After a heavy snowfall it’s typical to see everyone outside of their homes, shoveling sidewalks and clearing driveways. It’s a necessary wintertime task for all of us, no matter how begrudgingly we get it done. However, all too often one very important snow-covered area gets overlooked; and that’s the fire hydrant.
In order for firefighters to quickly and easily utilize a fire hydrant in the event of a fire, there needs to be a 3 foot radius surrounding the hydrant that is completely cleared of snow. If a hydrant is covered, the firefighters need to clear it themselves and the delay that this causes could mean additional property damage, injuries or even lives lost. Unfortunately, this is sometimes an issue and the main reason for it is that people simply don’t know whose responsibility it is to clear the hydrants in their neighborhood.
So who is supposed to do it?
As short and sweet as we can possibly phrase it, the answer is, it depends. The responsibility of clearing fire hydrants varies from town to town, usually falling on either the residents, the water department or the city. Unfortunately this fact ends up causing a lot of confusion and frequently results in hydrants remaining obstructed for far too long. This also creates an issue in large cities where there are hundreds of hydrants and not enough city employees to get them all cleared fast enough. For this reason we say it never hurts to pitch in and help, even if the job is not your own.
Residents and business owners in every town and city are encouraged to contact their city hall or local water department in order to find out who is responsible for clearing fire hydrants, so heavy snowfall never has to cause a delay in the event of a fire. For now, that is the best answer we have to offer but in some cities there are programs working to dispel the confusion and get community members more involved with the responsibility.
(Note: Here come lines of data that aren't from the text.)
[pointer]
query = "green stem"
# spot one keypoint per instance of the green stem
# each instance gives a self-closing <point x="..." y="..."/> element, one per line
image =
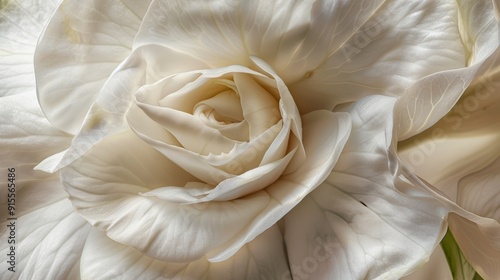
<point x="459" y="266"/>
In the city of Boston, a map-based web app called Adopt-a-Hydrant allows citizens to claim responsibility for shoveling heavy snow away from their own specific fire hydrants. Members can name their hydrants and even adopt them out to others who wish to take over, further encouraging participation in the program through social interaction. This sounds like an extremely beneficial program and we hope to see it spreading to other cities very soon.
In the meantime, if you live in a town where the responsibility is not your own, that doesn’t mean you should ever let a hydrant buried under the snow go ignored. Lending a helping hand and clearing a hydrant near your home or business is always a good idea. Moreover, the possibility that you could be helping to save a life is more than enough reason to make the extra efforts to clear a fire hydrant.